墨致遠冷冷看他一眼:「許將軍,禁軍好象是本將軍所屬。」
許之懷道:「都這個時候了,還爭什麼,趕緊的控制局面,莫讓事態變得更糟糕才是。」
大庭廣眾之下,有人突然射殺了戶部尚書,這件事說起來聳人聽聞,可就真真切切發生在眼前。而這裡的安保工作是由自己全權負責的,出了這樣大的事,自己難辭其咎。
墨致遠也知事態的嚴重性,親自下場去控制場面,安定環境。
「皇上,依老臣看,正好讓這兩個人現場破案,誰能將李大人被殺這件案子破了,那他就是下一任大理寺卿。」裕親王可不想讓許之懷主導大局,對皇帝道。
「臣也深以為然,此案太過離奇,眾目睽睽下殺害朝庭重臣,此人膽大妄為之極,必須立即查辦。」恭親王也道。
「臣反對,這兩個人是最大的嫌疑,在場眾位中,只有他們兩人有兵器利刃在手,而且,李大人就死在他們射箭之死,難保其中一人的箭不是射向李大人的。」許尚武道。
「荒謬!比賽時,所有人都盯著他們,箭頭方向所指,大家有目共睹,他們是來考核晉升的,又不是來找死的,犯得著當眾刺殺一位尚書大人麼?何況,莫說這兩位與李大人無仇無怨,就算有仇怨,也犯不著拼了自己的命來刺殺仇人,以他們二人的能力,暗殺不比明殺來得更理智更安全麼?」齊思奕聲音不大,卻充滿嘲諷,簡直就是在啪啪打許尚武的臉。
「哼,眾目睽睽之下又如何?明箭暗箭同時發射,更能掩藏自己,淺薄無用之人,怎懂得強者的能力。」許尚武反辱相譏。

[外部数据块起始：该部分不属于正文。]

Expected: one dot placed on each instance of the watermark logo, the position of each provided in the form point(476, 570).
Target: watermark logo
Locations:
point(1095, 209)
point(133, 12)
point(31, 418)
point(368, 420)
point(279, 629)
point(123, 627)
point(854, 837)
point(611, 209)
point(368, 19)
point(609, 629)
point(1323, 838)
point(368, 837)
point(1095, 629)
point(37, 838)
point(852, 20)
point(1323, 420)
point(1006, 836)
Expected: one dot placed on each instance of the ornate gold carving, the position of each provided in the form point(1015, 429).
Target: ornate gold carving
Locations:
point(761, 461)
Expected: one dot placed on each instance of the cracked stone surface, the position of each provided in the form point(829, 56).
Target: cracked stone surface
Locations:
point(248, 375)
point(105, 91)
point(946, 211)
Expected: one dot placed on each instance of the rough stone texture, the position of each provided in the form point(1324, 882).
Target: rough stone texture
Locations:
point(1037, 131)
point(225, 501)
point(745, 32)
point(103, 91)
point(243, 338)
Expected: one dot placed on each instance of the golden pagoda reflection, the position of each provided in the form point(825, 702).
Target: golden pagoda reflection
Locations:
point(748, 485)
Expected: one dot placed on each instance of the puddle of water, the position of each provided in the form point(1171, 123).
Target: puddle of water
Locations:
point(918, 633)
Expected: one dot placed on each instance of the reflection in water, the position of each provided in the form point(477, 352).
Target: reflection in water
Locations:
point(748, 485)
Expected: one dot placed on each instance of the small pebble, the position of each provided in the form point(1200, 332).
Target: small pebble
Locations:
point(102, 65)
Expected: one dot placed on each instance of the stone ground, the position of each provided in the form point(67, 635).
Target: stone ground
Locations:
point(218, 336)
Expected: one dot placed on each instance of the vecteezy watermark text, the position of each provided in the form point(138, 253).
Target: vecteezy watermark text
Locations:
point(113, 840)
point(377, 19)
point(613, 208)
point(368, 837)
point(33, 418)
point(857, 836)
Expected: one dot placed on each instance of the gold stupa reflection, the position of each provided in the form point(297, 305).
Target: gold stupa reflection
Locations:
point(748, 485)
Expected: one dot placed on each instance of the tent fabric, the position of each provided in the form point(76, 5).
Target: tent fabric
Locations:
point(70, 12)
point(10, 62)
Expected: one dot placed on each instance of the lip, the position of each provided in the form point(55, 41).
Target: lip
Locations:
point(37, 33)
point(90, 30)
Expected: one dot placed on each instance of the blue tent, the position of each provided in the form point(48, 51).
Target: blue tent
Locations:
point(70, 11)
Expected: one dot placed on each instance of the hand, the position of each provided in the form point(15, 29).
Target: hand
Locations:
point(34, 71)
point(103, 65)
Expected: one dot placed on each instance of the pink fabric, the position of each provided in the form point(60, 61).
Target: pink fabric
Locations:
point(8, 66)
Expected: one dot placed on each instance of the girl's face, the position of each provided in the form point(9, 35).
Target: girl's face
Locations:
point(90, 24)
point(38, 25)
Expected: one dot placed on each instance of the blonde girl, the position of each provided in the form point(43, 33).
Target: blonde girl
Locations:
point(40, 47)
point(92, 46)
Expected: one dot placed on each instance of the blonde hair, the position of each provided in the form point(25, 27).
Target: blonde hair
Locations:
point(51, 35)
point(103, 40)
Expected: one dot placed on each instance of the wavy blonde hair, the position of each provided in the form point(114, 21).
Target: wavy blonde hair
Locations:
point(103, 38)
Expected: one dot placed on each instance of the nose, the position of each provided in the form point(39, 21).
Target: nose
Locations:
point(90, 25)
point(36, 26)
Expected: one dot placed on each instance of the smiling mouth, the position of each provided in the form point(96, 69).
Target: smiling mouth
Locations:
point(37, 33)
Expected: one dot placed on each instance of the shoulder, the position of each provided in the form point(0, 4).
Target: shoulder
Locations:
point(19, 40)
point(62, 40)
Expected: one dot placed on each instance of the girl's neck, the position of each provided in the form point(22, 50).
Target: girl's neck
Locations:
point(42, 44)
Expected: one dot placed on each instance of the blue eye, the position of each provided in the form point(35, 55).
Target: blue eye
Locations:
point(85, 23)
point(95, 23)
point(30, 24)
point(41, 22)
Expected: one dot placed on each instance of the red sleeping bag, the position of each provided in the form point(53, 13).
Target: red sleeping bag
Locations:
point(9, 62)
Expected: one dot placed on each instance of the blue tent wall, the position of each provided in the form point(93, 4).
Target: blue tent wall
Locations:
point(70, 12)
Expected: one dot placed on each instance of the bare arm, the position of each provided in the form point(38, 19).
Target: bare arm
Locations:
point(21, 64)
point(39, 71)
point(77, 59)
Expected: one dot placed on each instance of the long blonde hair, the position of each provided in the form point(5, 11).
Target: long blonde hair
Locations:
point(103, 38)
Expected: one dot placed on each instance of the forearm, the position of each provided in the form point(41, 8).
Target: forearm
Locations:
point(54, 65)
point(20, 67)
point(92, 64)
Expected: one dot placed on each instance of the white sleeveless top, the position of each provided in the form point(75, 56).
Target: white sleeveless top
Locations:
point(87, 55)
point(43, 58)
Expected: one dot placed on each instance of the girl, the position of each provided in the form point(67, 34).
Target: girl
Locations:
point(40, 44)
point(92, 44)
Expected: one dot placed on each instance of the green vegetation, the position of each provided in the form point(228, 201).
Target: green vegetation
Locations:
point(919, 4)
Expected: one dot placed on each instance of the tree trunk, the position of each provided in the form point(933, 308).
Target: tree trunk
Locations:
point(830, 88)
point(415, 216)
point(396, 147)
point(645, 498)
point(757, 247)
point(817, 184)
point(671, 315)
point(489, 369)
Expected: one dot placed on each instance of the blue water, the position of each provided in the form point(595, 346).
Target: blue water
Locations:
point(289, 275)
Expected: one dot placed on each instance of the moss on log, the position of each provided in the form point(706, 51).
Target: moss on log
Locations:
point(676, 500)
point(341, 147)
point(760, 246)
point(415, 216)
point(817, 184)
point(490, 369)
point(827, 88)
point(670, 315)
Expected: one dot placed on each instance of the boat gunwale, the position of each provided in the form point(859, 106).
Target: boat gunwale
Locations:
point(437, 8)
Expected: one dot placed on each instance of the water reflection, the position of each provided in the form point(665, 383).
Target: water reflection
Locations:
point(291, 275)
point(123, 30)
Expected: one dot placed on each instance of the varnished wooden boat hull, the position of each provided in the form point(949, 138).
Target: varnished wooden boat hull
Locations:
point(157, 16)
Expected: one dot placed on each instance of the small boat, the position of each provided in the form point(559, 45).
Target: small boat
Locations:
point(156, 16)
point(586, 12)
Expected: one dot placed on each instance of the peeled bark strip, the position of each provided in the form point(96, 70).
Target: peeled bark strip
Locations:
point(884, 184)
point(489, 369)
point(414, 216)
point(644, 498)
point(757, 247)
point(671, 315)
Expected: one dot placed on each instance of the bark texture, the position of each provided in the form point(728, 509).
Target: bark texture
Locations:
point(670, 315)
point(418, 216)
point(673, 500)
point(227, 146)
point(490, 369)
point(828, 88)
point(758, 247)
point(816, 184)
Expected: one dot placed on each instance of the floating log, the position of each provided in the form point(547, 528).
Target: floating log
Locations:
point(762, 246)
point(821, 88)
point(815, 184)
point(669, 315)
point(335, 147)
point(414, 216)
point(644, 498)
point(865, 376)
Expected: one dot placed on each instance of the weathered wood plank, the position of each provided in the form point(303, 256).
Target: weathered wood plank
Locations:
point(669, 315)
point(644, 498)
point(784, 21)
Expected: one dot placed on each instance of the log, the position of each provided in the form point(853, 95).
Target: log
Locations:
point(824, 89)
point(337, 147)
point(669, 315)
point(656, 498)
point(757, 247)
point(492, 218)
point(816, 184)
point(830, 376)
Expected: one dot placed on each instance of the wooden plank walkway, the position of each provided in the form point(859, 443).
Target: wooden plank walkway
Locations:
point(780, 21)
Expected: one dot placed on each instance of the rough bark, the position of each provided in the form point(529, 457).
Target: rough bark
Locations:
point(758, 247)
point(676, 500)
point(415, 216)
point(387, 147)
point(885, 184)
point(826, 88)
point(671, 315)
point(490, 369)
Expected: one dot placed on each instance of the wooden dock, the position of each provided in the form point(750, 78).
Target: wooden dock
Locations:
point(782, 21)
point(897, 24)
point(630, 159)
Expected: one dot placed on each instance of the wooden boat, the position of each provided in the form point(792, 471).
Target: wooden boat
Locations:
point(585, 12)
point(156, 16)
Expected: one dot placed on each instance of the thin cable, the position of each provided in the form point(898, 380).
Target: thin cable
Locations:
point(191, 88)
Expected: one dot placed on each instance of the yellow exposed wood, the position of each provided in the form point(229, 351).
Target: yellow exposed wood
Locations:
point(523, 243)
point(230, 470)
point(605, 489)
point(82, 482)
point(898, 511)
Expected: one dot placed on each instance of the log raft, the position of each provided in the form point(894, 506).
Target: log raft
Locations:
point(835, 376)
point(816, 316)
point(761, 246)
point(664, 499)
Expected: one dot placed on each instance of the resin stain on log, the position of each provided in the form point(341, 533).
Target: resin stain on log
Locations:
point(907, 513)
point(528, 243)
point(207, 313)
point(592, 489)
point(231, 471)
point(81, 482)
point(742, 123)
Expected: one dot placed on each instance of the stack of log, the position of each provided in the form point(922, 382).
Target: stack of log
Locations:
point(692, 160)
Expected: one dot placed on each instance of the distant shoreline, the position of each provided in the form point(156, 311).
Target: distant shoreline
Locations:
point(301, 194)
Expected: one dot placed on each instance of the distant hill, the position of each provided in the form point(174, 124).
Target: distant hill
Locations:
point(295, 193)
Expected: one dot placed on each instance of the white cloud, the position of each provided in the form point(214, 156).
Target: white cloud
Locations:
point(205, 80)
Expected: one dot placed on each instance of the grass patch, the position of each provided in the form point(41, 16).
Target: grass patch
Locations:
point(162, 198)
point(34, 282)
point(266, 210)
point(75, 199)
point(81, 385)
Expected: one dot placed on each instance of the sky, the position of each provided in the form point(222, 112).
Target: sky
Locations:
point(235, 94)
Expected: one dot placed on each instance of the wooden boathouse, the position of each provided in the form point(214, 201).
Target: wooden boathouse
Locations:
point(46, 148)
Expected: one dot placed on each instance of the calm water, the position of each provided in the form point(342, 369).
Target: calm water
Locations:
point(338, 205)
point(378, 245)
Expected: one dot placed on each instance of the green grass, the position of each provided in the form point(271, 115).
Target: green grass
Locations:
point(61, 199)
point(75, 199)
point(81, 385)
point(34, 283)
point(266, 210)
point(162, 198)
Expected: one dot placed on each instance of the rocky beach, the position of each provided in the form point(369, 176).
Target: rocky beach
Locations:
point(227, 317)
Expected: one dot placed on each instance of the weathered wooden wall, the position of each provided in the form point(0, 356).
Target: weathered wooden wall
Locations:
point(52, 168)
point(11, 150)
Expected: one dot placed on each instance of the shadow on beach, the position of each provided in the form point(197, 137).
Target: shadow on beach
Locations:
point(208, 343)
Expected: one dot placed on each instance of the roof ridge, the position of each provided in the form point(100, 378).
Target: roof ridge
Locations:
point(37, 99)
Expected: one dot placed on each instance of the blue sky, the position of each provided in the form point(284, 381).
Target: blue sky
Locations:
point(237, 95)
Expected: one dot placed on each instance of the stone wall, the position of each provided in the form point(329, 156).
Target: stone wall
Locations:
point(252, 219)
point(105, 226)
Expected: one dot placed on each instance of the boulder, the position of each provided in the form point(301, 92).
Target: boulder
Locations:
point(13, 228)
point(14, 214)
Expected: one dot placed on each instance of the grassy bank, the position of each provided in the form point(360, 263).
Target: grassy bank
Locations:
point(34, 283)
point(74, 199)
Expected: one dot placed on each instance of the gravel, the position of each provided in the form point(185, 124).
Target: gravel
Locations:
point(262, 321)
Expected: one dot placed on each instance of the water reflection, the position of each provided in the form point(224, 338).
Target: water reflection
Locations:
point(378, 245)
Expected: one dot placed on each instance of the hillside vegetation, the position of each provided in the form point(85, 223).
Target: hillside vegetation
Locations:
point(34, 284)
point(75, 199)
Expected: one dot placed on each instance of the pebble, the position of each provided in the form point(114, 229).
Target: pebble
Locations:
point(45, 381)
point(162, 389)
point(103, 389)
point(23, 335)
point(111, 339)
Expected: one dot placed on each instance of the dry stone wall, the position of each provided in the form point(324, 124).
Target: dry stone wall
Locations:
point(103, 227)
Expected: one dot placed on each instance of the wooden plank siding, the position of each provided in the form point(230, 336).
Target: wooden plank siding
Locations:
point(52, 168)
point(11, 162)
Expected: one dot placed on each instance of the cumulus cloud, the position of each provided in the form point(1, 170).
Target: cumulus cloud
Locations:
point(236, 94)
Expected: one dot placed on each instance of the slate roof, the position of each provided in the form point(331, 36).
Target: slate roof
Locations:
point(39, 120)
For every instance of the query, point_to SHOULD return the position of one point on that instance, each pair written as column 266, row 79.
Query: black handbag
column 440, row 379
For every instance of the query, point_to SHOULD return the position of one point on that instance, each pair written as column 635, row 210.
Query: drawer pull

「如此說來,許將軍是有此能力者,小可確實淺薄無知,見識了。」齊思奕溫文一笑,一拱手道。
許尚武臉色一僵,突然發現齊思奕是故意的,此言一出,許多人把懷疑的目光投向了他,要知道,李尚書因為兒子被福王兒子所殺之後,便一蹶不振,不再象以往那般與丞相府走得過近了,在朝堂上,也很少為許之懷附言。儼然要脫離許黨,許尚武早就對其不滿,揚言要罷免其職,難免有他藉機殺人,消除異已的可能。
「哼,本將軍殺人,素來明殺,才懶得花心思玩什麼陰謀詭計,有些人最是會笑裡藏刀,看著文柔無害,實則陰險之機。」許尚武狂妄地說道。